🤖 AI Summary
This work proposes a vision-based method for high-precision 3D reconstruction of eyeglass frame contours using only multi-view standard RGB images, eliminating the need for specialized mechanical tracking equipment. Traditional approaches rely on such devices, which suffer from complex calibration procedures, cumbersome workflows, and insufficient sub-millimeter accuracy. In contrast, the proposed pipeline integrates frame segmentation, monocular depth estimation, and multi-view geometric fusion to achieve sub-millimeter measurement precision—demonstrating, for the first time, that RGB-only inputs can attain this level of accuracy. The method significantly streamlines the optometric workflow while maintaining accuracy and efficiency comparable to existing solutions, as validated on real-world data.
📝 Abstract
Eyeframe lens tracing is an important process in the optical industry that requires sub-millimeter precision to ensure proper lens fitting and optimal vision correction. Traditional frame tracers rely on mechanical tools that need precise positioning and calibration, which are time-consuming and require additional equipment, creating an inefficient workflow for opticians.

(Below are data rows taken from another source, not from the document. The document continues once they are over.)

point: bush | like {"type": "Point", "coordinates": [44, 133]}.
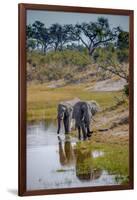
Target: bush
{"type": "Point", "coordinates": [126, 90]}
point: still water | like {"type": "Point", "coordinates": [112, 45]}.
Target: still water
{"type": "Point", "coordinates": [52, 161]}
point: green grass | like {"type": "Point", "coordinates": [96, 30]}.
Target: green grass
{"type": "Point", "coordinates": [115, 159]}
{"type": "Point", "coordinates": [42, 101]}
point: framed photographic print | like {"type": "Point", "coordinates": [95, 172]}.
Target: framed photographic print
{"type": "Point", "coordinates": [75, 99]}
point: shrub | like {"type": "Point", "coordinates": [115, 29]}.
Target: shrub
{"type": "Point", "coordinates": [126, 90]}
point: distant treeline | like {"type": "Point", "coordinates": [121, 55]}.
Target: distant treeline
{"type": "Point", "coordinates": [75, 37]}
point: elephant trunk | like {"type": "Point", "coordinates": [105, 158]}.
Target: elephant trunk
{"type": "Point", "coordinates": [59, 125]}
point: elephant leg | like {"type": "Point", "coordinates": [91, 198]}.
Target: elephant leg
{"type": "Point", "coordinates": [66, 125]}
{"type": "Point", "coordinates": [89, 132]}
{"type": "Point", "coordinates": [84, 130]}
{"type": "Point", "coordinates": [79, 132]}
{"type": "Point", "coordinates": [59, 126]}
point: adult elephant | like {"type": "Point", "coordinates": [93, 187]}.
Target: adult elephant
{"type": "Point", "coordinates": [83, 112]}
{"type": "Point", "coordinates": [65, 111]}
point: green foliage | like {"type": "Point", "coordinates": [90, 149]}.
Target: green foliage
{"type": "Point", "coordinates": [123, 40]}
{"type": "Point", "coordinates": [56, 65]}
{"type": "Point", "coordinates": [126, 90]}
{"type": "Point", "coordinates": [123, 55]}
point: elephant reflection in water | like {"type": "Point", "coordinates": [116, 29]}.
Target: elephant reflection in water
{"type": "Point", "coordinates": [66, 151]}
{"type": "Point", "coordinates": [84, 169]}
{"type": "Point", "coordinates": [79, 158]}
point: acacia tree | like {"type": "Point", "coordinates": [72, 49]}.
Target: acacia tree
{"type": "Point", "coordinates": [94, 34]}
{"type": "Point", "coordinates": [59, 36]}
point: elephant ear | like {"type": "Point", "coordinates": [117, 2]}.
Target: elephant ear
{"type": "Point", "coordinates": [69, 111]}
{"type": "Point", "coordinates": [94, 107]}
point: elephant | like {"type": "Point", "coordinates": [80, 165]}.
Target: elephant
{"type": "Point", "coordinates": [83, 111]}
{"type": "Point", "coordinates": [65, 110]}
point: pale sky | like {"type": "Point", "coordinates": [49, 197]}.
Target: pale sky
{"type": "Point", "coordinates": [51, 17]}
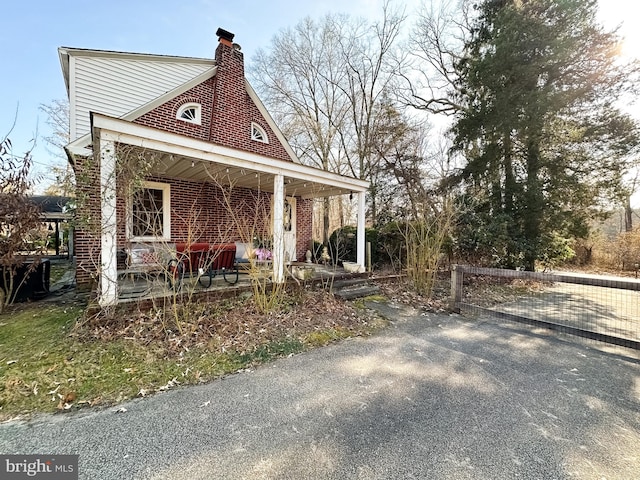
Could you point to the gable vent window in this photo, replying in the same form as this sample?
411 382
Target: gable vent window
258 134
189 112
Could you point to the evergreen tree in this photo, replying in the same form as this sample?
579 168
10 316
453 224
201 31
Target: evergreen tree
539 129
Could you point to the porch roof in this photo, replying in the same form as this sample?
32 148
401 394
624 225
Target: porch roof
187 158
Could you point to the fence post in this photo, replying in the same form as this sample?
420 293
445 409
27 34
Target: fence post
456 288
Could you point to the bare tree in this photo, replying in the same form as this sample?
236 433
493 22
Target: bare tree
322 80
438 40
19 220
58 119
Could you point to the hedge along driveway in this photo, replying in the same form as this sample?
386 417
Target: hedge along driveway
434 396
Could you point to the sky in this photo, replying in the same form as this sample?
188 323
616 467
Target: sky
32 31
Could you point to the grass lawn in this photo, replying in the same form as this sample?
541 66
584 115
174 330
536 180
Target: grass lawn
47 366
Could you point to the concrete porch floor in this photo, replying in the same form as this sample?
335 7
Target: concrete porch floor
133 288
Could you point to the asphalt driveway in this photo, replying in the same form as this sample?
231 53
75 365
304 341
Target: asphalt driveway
432 397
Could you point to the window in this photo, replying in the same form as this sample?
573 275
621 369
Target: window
150 212
258 134
189 112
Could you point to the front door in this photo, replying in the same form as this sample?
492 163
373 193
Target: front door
290 253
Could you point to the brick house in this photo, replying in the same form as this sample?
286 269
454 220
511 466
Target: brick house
209 156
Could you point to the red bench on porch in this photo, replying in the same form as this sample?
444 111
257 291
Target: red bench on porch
206 260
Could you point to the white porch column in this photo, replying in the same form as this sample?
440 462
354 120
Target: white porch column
278 228
108 260
360 248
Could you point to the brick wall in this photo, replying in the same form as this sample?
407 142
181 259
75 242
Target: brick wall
88 219
199 211
227 110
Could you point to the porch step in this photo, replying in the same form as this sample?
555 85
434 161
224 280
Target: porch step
355 291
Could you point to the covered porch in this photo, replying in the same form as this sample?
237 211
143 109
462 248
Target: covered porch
180 157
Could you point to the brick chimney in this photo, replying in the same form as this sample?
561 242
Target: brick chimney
230 122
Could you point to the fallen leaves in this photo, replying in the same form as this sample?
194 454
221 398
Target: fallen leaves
226 326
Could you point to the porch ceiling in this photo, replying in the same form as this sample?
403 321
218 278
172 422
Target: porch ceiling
191 159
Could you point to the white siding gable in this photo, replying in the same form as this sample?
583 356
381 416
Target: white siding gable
116 85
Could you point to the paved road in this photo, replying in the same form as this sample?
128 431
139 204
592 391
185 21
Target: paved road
433 397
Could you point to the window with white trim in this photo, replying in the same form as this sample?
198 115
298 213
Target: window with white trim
258 134
151 212
190 112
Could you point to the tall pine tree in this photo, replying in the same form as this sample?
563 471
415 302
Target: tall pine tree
540 132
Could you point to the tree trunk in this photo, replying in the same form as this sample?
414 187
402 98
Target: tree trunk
628 215
325 221
533 207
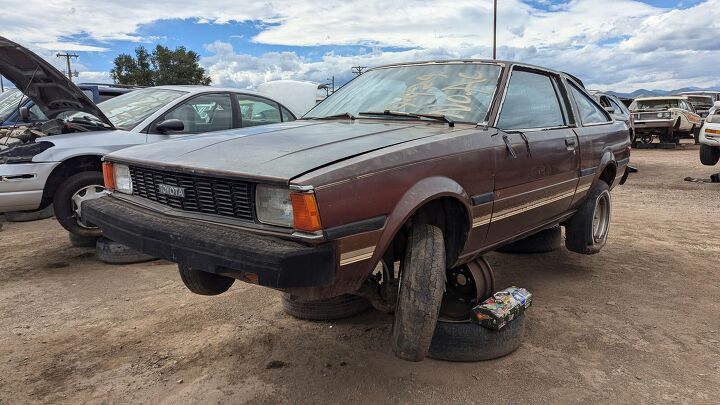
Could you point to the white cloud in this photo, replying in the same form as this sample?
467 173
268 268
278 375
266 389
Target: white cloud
618 44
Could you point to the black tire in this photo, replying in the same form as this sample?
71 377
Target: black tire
709 156
547 240
82 241
62 200
111 252
581 234
204 283
343 306
422 285
467 341
26 216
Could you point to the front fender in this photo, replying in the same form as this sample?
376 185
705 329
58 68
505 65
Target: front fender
420 194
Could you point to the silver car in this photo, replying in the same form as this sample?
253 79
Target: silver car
60 162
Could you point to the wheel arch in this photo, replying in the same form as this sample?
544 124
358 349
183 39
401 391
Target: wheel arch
441 201
67 168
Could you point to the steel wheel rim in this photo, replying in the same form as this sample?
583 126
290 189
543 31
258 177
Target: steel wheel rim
86 193
601 217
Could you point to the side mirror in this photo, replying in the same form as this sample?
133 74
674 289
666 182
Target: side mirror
24 114
171 125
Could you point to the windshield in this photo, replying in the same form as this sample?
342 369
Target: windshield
130 109
9 103
663 104
701 101
462 92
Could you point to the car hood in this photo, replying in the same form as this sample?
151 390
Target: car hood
277 152
51 90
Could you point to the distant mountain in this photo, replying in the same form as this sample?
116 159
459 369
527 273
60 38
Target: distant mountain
652 93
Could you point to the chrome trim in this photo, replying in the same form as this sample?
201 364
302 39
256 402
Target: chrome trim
297 187
357 255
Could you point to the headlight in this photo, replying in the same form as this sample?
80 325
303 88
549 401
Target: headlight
273 205
123 181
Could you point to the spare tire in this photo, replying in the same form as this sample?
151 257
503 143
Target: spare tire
466 341
328 309
547 240
108 251
26 216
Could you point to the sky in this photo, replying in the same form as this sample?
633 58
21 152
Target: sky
619 45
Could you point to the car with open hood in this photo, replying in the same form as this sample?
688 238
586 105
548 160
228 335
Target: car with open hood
397 182
58 161
665 117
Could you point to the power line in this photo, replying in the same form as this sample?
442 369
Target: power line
358 70
67 57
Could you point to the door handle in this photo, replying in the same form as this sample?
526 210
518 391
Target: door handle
509 146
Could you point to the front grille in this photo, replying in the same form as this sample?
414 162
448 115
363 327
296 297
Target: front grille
229 198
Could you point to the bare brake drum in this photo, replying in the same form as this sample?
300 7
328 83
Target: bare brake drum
467 286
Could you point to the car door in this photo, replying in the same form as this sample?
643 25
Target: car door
207 112
536 155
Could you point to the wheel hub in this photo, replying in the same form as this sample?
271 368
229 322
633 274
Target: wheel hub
466 286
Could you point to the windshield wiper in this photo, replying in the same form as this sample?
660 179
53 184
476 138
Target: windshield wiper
438 117
335 116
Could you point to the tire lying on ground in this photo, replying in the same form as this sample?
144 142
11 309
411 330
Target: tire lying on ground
82 241
328 309
202 282
111 252
544 241
586 232
709 156
466 341
22 216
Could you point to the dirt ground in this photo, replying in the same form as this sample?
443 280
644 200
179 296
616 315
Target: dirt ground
636 323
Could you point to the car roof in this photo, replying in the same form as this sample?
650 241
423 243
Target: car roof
663 98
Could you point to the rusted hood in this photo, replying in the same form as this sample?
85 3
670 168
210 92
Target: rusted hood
277 152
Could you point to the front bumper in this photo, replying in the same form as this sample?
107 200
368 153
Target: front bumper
653 124
22 185
276 263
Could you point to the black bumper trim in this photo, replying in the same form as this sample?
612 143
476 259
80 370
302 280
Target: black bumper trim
214 248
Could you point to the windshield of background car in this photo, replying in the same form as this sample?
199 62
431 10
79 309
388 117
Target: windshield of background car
461 92
130 109
654 104
9 103
701 101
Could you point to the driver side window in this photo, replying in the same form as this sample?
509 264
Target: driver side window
205 113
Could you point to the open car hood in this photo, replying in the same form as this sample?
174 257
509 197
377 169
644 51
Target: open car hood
51 90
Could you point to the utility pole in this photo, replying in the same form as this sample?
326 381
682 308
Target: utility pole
495 29
67 57
358 70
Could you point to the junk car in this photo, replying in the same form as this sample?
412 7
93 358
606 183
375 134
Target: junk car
388 191
667 118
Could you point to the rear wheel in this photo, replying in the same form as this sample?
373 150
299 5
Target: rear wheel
422 283
709 156
68 201
587 231
204 283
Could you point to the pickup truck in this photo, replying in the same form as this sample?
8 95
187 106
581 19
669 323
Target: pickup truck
400 181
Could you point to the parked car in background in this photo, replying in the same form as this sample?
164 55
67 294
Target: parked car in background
421 167
617 109
710 140
11 107
668 118
58 161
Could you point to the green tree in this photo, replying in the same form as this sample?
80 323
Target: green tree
163 66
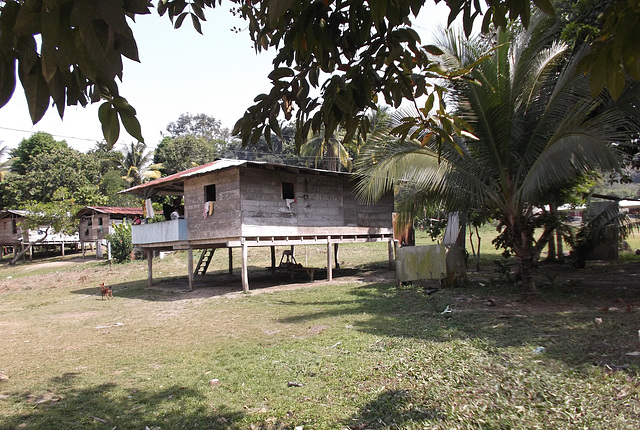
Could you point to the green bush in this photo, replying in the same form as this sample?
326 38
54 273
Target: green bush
121 244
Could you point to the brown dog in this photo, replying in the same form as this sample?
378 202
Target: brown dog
106 291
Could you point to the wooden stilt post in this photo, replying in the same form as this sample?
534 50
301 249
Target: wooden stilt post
329 259
392 260
273 260
245 272
150 267
190 267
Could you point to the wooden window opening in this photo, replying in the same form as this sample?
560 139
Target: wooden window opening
210 193
288 190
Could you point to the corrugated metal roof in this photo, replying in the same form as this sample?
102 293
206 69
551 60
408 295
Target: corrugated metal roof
167 181
173 183
111 210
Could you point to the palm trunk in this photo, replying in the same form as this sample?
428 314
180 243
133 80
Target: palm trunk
524 254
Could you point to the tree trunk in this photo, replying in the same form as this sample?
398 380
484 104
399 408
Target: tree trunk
559 247
524 250
551 246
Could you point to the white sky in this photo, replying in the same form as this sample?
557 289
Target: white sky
218 74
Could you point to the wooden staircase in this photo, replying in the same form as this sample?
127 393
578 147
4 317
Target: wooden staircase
203 262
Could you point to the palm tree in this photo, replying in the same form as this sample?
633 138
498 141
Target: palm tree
328 151
134 162
4 165
536 128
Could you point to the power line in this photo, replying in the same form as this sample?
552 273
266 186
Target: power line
55 135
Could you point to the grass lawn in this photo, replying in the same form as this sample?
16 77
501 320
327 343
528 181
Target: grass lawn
358 353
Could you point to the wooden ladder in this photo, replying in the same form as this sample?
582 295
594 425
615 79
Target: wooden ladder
203 262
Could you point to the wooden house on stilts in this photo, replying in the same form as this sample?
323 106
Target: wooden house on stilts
241 204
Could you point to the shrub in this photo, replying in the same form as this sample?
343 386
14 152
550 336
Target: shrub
121 244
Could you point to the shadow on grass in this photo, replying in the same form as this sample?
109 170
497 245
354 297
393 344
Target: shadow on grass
394 409
556 323
107 406
216 283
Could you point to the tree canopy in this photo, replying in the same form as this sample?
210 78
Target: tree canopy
536 129
70 52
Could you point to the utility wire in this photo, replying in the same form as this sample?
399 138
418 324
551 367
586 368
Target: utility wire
55 135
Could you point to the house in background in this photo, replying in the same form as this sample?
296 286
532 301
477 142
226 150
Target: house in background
240 204
96 222
14 237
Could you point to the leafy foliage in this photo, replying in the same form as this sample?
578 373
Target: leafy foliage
183 152
77 59
121 244
48 166
536 129
71 52
57 214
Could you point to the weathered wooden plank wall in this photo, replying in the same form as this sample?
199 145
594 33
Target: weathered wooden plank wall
225 220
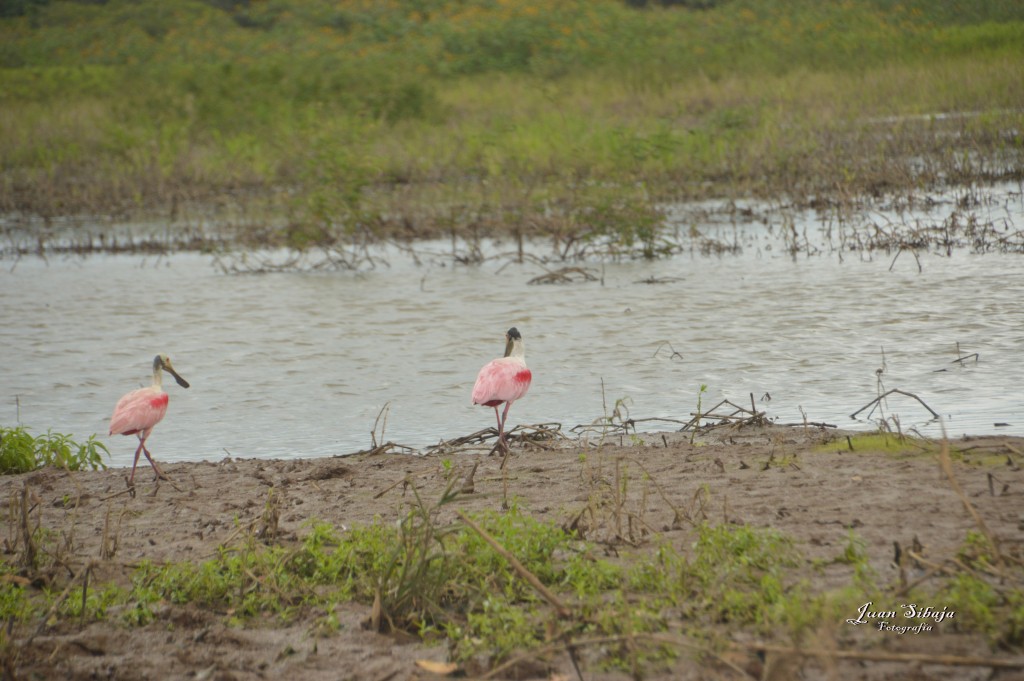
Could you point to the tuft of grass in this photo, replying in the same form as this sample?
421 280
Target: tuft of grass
20 452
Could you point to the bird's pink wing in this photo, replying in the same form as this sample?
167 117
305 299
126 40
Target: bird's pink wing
502 380
138 411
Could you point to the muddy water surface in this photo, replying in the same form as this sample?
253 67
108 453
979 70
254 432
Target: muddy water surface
301 365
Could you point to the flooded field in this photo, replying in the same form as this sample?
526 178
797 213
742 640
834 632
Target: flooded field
301 363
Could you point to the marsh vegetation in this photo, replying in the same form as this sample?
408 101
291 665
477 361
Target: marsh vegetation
329 124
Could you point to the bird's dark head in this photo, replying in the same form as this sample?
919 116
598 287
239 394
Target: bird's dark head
164 363
513 341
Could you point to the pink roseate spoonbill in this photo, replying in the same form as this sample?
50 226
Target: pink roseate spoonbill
504 380
140 410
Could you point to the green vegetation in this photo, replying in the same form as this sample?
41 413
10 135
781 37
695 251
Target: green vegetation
20 452
446 580
316 123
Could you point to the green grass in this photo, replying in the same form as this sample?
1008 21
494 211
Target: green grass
326 121
441 581
20 452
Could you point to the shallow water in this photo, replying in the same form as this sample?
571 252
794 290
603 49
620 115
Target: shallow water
301 365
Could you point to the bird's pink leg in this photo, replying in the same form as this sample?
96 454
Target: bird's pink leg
160 473
501 430
137 451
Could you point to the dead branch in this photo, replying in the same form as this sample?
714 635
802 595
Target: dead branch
878 399
562 609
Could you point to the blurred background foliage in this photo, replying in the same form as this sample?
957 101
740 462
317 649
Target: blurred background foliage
108 105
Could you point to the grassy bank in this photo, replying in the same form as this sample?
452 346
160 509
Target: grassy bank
307 123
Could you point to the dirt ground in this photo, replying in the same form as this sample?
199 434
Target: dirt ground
766 476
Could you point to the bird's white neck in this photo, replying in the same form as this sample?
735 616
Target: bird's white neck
158 377
515 349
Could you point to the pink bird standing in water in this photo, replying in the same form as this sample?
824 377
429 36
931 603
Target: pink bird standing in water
504 380
140 410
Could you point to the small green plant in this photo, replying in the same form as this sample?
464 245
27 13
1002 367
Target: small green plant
20 452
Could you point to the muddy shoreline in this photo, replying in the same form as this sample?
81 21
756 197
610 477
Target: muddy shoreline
806 483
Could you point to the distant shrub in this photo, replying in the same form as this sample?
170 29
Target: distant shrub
19 452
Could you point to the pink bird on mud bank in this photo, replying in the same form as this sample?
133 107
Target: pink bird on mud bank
140 410
504 380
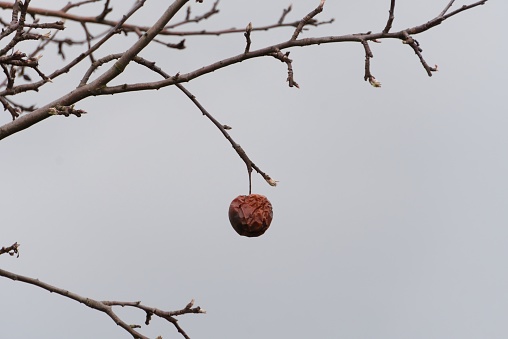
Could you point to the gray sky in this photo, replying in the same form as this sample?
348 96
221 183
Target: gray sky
389 219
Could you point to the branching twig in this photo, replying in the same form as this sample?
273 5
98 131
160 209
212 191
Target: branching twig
285 58
11 250
391 17
107 306
368 75
284 14
248 29
418 51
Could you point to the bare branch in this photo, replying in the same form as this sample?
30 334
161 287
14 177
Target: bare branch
307 19
391 17
106 306
285 58
284 14
248 29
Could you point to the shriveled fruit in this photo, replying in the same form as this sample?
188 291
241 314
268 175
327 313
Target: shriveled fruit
250 215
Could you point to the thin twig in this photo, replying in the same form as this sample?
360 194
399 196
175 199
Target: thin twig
306 19
107 306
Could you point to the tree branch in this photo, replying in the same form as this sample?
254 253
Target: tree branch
107 306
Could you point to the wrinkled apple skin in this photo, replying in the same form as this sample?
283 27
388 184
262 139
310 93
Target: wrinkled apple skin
250 215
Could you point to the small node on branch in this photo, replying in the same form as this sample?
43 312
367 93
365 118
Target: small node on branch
374 82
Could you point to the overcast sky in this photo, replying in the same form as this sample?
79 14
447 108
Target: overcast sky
390 217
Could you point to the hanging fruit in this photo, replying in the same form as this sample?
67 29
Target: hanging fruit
250 215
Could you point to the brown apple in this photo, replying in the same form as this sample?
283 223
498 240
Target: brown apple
250 215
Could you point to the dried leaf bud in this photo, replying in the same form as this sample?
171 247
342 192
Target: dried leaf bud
250 215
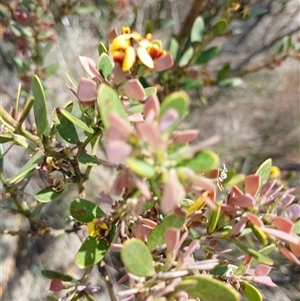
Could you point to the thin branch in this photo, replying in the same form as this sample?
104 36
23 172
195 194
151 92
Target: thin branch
106 277
262 49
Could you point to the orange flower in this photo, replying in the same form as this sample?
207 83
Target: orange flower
129 48
96 229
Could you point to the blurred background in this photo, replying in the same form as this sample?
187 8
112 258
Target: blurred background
256 120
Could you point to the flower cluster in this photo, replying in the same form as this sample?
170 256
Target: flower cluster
129 48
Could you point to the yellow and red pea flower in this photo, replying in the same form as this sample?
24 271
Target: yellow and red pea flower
128 48
95 229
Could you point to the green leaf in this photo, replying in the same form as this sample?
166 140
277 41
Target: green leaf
202 162
267 250
214 218
186 57
20 140
230 82
18 98
255 254
222 270
174 47
223 72
140 167
150 90
73 119
208 289
85 211
138 108
88 160
91 252
54 274
6 138
102 48
257 11
1 158
137 258
190 84
178 101
296 228
220 27
157 236
264 171
40 107
251 292
207 55
47 194
34 161
108 101
25 112
197 30
105 65
65 128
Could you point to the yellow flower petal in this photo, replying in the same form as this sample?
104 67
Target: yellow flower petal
145 57
129 58
274 172
102 225
120 42
135 35
125 30
91 229
145 43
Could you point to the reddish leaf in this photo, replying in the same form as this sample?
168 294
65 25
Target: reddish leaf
87 90
292 212
236 191
56 285
122 182
267 187
172 237
151 108
239 226
172 194
136 117
138 232
194 245
287 200
163 63
149 134
254 219
142 187
281 235
252 183
134 89
262 270
119 129
295 248
207 264
117 151
243 201
283 224
168 119
184 136
266 280
289 255
112 34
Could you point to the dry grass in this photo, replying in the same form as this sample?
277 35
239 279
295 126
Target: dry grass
258 120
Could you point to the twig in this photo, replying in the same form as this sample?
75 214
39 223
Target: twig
106 277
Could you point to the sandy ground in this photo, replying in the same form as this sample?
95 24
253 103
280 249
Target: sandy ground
256 121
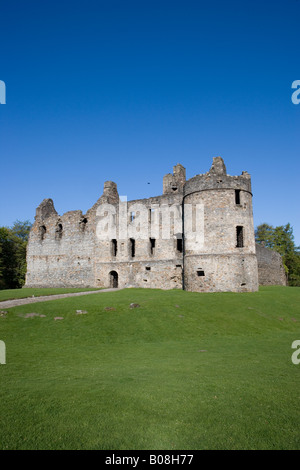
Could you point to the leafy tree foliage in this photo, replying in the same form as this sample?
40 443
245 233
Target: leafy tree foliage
13 243
281 239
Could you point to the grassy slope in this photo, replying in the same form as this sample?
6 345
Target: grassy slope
9 294
183 371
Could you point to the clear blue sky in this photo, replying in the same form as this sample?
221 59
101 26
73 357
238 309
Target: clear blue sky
124 90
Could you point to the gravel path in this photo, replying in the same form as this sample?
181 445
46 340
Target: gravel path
44 298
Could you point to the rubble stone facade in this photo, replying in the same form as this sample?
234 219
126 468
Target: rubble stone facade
198 236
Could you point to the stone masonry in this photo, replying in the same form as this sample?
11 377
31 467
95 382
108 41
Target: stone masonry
198 236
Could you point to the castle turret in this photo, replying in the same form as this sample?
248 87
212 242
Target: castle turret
219 245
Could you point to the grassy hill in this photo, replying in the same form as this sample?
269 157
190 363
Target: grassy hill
181 371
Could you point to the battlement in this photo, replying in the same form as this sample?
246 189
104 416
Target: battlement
217 178
198 235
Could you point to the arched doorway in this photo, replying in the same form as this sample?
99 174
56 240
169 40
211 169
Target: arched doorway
113 279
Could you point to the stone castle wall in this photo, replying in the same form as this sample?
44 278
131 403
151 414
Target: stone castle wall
270 267
185 238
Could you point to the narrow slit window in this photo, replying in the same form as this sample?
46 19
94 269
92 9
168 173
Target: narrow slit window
83 223
43 231
179 245
152 246
132 247
238 196
58 232
239 236
114 247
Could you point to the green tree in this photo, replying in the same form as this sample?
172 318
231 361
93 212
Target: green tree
13 243
281 239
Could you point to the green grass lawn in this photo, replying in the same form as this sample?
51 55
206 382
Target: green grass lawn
182 371
10 294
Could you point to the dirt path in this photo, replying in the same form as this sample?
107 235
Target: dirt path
31 300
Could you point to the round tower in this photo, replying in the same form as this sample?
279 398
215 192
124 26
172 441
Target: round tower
219 244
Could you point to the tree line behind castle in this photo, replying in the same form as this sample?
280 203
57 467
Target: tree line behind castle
13 243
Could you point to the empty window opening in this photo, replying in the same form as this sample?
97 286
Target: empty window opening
114 247
238 196
58 231
113 279
152 246
239 236
83 223
43 231
179 245
151 213
132 247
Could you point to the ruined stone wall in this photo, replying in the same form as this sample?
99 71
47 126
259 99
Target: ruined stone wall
155 242
270 267
215 262
156 262
60 251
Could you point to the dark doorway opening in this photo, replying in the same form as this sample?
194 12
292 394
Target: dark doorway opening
113 279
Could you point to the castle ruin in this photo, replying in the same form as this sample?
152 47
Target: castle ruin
198 236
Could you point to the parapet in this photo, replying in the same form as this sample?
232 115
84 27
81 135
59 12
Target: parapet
45 209
173 183
217 178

This work presents a novel approach based on artificial vision that utilizes multi-view information. The proposed algorithm operates on images captured from an InVision system. The full pipeline includes image acquisition, frame segmentation to isolate the eyeframe from background, depth estimation to obtain 3D spatial information, and multi-view processing that integrates segmented RGB images with depth data for precise frame contour measurement. To this end, different configurations and variants are proposed and analyzed on real data, providing competitive measurements from still color images with respect to other solutions, while eliminating the need for specialized tracing equipment and reducing workflow complexity for optical technicians.